ALAMO, Texas (Border Report) -- Standing atop an earthen levee just north of the Rio Grande and near the famous Santa Ana National Wildlife Refugee, environmentalist Scott Nicol wondered Friday where signs indicating that this area is now a military zone would go. And if people would notice them, or face arrest.
"Where are they going to put it? Look around," said Nicol surrounded by mesquite trees and hardy drought-resistant thick brush.

Nicol took a stroll atop the levee with Border Report, which now is part of a new military zone that the Air Force says spans 250 miles in Hidalgo and Cameron counties of deep South Texas.
"It is very concerning because the whole part of this announcement is to restrict access – to make sure that people can’t get anywhere near the river, can’t get across the river. What does that also mean for residents? Does it mean the entire Rio Grande Valley is cut off from the river, which is the lifeblood of our region?” Nicol said.
The federal lands -- previously under management by the International Boundary and Water Commission -- were transferred Wednesday by the General Services Administration, an IBWC official confirmed to Border Report.
The lands now are part of Joint Base San Antonio, a facility nearly 250 miles away.
Establishing these new National Defense Areas along the Southwest border are “designed to support the Department of Defense’s ongoing mission to secure the southern border in coordination with inter-agency and partner stakeholders," the Air Force said in a statement.
But Hidalgo County Judge Richard Cortez on Friday told Border Report it's a "drastic" move, annd one of which he had no knowledge.

“We have an issue that we haven’t been able to resolve with immigration and I think that this is kind of a drastic way of addressing it," Cortez said.
Cortez, who is the top elected official in a county of 1 million people, said on Friday that federal officials told Hidalgo County Sheriff Eddie Guerra that it's meant as an extra layer of border security.
“It’s all federal land and basically our understanding is it allows the military to be able to go in there and do surveillance of the property and anyone illegally trespassing they can withhold them. They cannot arrest them but they can withhold them and turn them over to other authorities," Cortez said.
That means that anyone caught on these lands can be arrested and charged with trespassing – a criminal misdemeanor punishable by up to 18 months in prison.
This new military zone comes as the Trump administration wants to completely shut down the border to those trying to illegally cross into the country.
However, the latest data on border encounters released earlier this week by U.S. Customs and Border Protection officials for the month of June, so far, as of Sunday showed that encounters between border agents and migrants trying to illegally cross is nearly half of what it was in May, and over 90% fewer than in May 2024.
The Trump administration in April established two NDAs in West Texas, in El Paso, and along the entire New Mexico border with Mexico. According to severeal reports, a fourth NDA is being established along the Arizona-Mexico border near Yuma that will be considered an extension of of Marine Corps Air Station.
Over 2,100 signs in English and Spanish have been posted along that military zone.
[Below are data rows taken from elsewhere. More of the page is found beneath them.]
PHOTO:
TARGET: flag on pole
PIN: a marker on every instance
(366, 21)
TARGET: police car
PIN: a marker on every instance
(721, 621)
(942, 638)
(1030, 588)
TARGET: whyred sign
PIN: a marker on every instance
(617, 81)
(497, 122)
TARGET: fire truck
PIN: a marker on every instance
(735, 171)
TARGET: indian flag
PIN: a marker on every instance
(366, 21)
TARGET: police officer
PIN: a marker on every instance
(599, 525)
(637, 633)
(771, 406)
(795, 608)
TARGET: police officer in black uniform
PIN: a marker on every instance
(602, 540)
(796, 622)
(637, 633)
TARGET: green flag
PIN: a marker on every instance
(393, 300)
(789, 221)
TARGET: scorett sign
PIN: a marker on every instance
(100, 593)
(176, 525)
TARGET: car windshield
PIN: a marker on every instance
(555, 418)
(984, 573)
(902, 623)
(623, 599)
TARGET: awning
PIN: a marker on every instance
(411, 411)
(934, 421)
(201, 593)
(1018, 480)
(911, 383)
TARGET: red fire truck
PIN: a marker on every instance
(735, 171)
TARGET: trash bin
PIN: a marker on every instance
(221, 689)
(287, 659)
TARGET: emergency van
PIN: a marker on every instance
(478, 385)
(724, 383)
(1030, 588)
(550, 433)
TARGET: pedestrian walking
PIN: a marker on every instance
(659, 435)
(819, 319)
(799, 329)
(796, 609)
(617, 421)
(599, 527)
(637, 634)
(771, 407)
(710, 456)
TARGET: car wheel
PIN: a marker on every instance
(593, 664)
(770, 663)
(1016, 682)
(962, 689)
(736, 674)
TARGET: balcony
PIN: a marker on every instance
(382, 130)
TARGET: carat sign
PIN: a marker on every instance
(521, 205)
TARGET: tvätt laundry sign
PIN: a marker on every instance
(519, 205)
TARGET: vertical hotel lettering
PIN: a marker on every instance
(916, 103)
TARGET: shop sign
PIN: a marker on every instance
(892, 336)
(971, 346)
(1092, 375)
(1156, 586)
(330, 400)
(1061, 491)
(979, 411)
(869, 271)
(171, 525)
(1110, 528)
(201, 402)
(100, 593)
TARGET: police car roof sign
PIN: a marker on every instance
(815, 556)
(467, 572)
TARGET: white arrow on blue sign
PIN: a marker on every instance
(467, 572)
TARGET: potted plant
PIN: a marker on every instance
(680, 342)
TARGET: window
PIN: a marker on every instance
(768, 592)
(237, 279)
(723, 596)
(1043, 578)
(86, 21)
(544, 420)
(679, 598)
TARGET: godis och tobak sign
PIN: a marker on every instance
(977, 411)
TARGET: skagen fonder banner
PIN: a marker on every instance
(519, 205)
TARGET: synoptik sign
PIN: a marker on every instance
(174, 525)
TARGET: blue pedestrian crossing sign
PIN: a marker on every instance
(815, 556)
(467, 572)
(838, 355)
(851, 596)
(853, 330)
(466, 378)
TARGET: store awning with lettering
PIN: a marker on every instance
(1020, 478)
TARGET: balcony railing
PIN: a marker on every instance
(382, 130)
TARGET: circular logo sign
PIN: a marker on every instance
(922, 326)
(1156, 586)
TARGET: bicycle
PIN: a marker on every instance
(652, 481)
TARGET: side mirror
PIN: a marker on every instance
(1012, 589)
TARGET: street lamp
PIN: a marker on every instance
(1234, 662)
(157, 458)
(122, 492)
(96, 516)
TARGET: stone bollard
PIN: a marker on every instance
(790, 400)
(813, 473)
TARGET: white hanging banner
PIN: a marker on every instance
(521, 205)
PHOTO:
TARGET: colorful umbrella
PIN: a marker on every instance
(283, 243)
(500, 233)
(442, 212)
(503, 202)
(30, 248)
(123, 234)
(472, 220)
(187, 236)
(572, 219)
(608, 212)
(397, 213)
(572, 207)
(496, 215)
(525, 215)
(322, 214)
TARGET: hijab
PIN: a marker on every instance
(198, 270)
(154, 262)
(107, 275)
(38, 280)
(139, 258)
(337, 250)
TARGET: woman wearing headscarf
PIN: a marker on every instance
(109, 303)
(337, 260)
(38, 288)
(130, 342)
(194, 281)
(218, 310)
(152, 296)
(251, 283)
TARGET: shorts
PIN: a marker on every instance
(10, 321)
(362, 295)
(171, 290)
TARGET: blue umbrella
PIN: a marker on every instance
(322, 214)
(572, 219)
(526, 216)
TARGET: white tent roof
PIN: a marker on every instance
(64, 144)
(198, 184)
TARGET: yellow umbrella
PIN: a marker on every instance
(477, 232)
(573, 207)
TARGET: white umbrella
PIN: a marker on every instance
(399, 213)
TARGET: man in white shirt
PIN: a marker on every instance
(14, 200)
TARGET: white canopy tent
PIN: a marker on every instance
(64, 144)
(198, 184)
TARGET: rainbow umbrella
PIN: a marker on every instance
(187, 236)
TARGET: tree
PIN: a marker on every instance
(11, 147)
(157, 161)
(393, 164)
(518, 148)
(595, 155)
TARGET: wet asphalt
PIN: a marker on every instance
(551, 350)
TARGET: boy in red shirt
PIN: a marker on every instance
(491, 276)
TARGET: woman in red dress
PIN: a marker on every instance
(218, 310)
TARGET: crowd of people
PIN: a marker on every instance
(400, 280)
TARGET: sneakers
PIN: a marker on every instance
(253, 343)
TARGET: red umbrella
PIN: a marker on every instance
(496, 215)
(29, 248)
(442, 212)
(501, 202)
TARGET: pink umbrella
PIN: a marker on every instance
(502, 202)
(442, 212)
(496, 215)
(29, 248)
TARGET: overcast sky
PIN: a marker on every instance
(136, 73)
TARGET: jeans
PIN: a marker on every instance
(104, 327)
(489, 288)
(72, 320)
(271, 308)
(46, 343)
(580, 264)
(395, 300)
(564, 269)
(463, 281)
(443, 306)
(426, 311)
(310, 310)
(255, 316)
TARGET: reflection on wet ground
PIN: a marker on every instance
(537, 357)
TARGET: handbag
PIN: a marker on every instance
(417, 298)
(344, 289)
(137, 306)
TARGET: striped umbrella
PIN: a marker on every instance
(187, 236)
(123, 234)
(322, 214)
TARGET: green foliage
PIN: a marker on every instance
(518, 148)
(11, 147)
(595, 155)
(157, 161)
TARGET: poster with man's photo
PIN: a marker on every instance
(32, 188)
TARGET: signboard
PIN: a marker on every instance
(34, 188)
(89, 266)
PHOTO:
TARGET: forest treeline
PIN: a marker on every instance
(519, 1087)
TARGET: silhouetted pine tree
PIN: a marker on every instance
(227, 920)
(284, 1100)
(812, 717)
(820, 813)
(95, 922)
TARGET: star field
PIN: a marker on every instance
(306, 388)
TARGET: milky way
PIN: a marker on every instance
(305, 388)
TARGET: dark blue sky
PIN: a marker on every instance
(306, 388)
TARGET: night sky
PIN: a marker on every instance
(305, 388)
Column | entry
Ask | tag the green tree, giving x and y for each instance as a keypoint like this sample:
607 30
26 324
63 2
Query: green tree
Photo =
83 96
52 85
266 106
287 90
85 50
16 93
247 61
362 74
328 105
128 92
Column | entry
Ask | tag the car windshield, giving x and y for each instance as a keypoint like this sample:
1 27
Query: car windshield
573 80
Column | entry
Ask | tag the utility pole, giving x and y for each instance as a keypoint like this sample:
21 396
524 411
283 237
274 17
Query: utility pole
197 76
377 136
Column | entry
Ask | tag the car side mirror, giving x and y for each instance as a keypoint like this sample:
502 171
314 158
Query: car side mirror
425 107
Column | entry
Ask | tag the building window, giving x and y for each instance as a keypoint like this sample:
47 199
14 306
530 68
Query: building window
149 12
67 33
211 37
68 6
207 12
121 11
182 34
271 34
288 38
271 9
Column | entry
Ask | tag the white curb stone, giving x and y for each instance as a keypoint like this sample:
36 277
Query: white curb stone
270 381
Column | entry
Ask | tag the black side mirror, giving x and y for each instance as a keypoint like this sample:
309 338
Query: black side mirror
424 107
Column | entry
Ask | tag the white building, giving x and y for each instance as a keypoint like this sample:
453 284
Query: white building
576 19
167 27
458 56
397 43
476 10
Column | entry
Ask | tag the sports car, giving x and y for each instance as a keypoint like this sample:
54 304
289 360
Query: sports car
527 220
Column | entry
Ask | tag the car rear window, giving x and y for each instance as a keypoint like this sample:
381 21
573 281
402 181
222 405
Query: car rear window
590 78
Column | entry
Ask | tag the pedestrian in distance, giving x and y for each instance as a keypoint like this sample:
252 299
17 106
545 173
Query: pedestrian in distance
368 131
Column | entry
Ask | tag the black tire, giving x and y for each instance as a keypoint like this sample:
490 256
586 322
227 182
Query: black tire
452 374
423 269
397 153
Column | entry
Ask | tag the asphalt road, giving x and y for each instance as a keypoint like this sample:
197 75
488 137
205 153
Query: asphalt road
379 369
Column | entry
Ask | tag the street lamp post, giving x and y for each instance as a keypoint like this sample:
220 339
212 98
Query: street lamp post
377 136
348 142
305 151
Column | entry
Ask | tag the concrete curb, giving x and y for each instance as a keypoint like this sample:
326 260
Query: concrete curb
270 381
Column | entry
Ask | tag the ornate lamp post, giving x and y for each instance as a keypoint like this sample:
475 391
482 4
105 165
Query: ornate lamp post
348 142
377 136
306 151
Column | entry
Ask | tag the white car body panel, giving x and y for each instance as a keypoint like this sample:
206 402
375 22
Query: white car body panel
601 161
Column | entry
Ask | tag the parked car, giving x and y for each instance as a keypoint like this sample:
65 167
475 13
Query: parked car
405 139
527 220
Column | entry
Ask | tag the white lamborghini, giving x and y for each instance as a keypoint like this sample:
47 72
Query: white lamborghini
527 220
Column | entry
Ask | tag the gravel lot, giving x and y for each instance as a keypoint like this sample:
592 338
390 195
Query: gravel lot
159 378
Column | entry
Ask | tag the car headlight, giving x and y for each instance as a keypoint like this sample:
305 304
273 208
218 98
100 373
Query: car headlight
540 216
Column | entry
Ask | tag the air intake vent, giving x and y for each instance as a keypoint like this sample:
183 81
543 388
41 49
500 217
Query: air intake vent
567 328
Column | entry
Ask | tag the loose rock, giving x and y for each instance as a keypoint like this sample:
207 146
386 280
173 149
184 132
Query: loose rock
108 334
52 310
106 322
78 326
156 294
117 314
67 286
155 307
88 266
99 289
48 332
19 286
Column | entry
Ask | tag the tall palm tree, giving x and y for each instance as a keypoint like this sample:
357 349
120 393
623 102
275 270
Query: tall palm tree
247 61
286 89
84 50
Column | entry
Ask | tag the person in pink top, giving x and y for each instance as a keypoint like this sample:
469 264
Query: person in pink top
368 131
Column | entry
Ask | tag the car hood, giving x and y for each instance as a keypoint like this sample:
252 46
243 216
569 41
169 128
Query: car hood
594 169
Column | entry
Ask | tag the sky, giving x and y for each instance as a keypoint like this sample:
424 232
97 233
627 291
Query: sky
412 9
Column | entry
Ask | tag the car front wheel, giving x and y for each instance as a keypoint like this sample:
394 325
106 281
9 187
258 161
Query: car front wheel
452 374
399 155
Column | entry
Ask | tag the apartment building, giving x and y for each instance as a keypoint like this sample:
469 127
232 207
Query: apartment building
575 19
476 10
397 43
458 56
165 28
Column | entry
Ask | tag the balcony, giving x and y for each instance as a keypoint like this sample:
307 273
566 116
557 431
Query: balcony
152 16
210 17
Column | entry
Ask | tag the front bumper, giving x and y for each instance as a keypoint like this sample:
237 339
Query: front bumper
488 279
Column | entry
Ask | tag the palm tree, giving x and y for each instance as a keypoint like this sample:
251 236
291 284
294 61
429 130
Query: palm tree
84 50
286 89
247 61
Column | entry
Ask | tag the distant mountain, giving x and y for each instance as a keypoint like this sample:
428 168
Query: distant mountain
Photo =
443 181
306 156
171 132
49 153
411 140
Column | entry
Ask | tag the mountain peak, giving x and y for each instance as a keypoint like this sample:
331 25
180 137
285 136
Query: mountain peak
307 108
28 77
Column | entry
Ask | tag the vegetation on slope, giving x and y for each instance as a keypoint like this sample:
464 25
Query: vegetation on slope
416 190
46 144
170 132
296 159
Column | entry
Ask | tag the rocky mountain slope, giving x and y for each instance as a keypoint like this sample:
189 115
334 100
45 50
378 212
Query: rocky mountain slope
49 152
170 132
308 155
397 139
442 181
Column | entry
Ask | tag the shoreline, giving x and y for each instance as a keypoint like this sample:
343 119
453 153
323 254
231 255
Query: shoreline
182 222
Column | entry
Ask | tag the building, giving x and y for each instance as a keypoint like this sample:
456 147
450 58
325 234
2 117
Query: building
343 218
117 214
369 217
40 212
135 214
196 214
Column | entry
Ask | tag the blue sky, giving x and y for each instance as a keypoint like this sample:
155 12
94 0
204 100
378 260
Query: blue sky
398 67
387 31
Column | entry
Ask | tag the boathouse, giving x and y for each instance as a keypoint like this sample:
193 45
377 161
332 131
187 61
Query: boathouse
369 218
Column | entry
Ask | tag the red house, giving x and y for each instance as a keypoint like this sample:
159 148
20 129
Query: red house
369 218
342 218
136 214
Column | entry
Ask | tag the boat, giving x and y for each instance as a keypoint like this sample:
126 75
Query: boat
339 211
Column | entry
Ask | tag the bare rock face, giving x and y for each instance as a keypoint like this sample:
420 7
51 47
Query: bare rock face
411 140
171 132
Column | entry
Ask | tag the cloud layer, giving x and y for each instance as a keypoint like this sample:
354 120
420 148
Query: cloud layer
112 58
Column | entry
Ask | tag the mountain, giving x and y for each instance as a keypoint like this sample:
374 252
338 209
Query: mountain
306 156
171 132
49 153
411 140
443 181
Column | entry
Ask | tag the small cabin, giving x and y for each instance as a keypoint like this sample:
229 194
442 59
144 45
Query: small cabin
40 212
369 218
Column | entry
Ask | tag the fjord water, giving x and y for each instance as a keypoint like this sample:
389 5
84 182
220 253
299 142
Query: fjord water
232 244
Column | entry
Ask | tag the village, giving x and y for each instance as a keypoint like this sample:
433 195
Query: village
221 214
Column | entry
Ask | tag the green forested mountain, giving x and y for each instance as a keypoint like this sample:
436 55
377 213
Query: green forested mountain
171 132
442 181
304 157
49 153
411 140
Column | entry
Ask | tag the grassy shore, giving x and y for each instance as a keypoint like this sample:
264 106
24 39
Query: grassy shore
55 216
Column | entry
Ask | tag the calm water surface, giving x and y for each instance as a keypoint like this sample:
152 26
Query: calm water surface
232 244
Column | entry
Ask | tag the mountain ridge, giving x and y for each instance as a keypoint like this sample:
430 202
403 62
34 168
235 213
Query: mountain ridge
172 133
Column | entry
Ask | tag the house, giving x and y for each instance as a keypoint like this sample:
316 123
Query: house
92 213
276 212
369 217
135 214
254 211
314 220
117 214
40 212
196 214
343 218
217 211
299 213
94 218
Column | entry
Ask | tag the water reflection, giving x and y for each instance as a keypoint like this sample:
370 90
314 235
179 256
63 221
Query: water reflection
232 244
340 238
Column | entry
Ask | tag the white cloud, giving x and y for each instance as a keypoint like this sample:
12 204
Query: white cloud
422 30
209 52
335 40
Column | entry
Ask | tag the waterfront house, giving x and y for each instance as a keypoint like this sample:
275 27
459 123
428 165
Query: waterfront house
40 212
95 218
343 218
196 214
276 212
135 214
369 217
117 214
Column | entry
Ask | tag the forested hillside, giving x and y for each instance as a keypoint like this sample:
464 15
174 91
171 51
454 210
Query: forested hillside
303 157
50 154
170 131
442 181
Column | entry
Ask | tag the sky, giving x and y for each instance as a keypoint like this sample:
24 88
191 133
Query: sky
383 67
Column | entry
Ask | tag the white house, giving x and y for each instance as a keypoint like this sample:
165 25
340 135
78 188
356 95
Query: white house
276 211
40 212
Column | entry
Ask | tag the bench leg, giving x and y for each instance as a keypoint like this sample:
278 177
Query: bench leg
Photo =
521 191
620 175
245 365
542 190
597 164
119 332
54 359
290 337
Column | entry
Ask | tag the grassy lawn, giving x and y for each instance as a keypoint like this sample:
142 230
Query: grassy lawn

The Air Force says it is "prepared to immediately install signage and fencing" along the new National Defense area in the Rio Grande Valley.
But Nicol worries that the area will extend well past the river and the shoreline of the Rio Grande.
As a longtime environmentalist, he has mapped the borderlands and he says there are just about 100 miles of shore on the river in Hidalgo and Cameron counties. He worries that additional land that IBWC had managed -- including internal levees used for flood control, miles from the border -- might also be included in the new military zone in the Rio Grande.
Border Report reached out to the military but did not receive a response.
The Associated Press reports that the Navy also has been instructed to establish a new national defense area at the border.